Lead time continuous statistical post-processing of ensemble weather forecasts

Numerical weather prediction (NWP) models usually output their forecasts at a multiplicity of different lead times. For example, the Met Office ensemble prediction system for the UK (MOGREPS-UK) predicts atmospheric variables on a 2.2km grid for up 126h on hourly and sub-hourly timesteps. Even though for applications, information is often required on this range of lead times, many post-processing methods in the literature are either applied at fixed lead time or by fitting individual models for each lead time. This is also the case in systems used in practice such as the Met Office IMPROVER system. However, this is 1) computationally expensive because it requires the training of multiple models if users are interested in information at multiple lead times and 2) prohibitive because it restricts the training data used for training post-processing models and the usability of fitted models.

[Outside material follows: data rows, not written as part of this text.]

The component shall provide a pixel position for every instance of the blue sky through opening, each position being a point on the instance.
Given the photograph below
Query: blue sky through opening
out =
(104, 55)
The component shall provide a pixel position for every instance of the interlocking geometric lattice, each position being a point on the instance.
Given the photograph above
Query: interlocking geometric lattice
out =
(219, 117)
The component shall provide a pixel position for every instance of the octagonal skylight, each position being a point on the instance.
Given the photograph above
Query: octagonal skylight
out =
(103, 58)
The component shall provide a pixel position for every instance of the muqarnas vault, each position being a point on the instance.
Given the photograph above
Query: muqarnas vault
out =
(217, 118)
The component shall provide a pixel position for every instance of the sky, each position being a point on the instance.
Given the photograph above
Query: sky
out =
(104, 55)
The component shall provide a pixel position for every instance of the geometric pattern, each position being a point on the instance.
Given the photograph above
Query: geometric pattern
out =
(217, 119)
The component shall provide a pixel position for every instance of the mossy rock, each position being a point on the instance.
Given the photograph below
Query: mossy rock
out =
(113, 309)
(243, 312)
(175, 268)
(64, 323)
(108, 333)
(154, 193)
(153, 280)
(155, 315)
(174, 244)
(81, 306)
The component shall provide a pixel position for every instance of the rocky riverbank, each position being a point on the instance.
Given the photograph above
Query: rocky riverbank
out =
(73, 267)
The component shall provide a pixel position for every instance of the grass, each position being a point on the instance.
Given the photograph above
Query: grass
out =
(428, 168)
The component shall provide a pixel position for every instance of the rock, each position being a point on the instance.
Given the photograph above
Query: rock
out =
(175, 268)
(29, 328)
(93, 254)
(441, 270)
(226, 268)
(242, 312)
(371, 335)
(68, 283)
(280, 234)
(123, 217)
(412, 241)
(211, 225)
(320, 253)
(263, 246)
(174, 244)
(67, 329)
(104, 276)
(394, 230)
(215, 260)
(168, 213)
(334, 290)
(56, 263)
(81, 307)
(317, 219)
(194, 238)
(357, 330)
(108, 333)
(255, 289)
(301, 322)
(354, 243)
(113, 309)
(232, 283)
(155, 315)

In this work we investigate lead time dependence of ensemble post-processing methods by looking at ensemble forecasts in an idealized Lorenz96 system as well as temperature forecast data from the Met Office MOGREPS-UK system. First, we investigate the lead time dependence of estimated model parameters in non-homogenous Gaussian regression (NGR -- a standard ensemble post-processing technique) and find substantial smoothness. Secondly, we look at the usability of models fitted for one lead time and employed at another to then thirdly fit models that are “lead time continuous”, meaning they work for multiple lead times simultaneously by including lead time as a covariate using spline regression. We show that these models can achieve similar performance to the classical “lead time separated” models, whilst saving substantial computation time. Fourthly and finally we make first steps towards the development of a cheap computational model including seasonality and working continuously over the lead time, needing to be fit only once.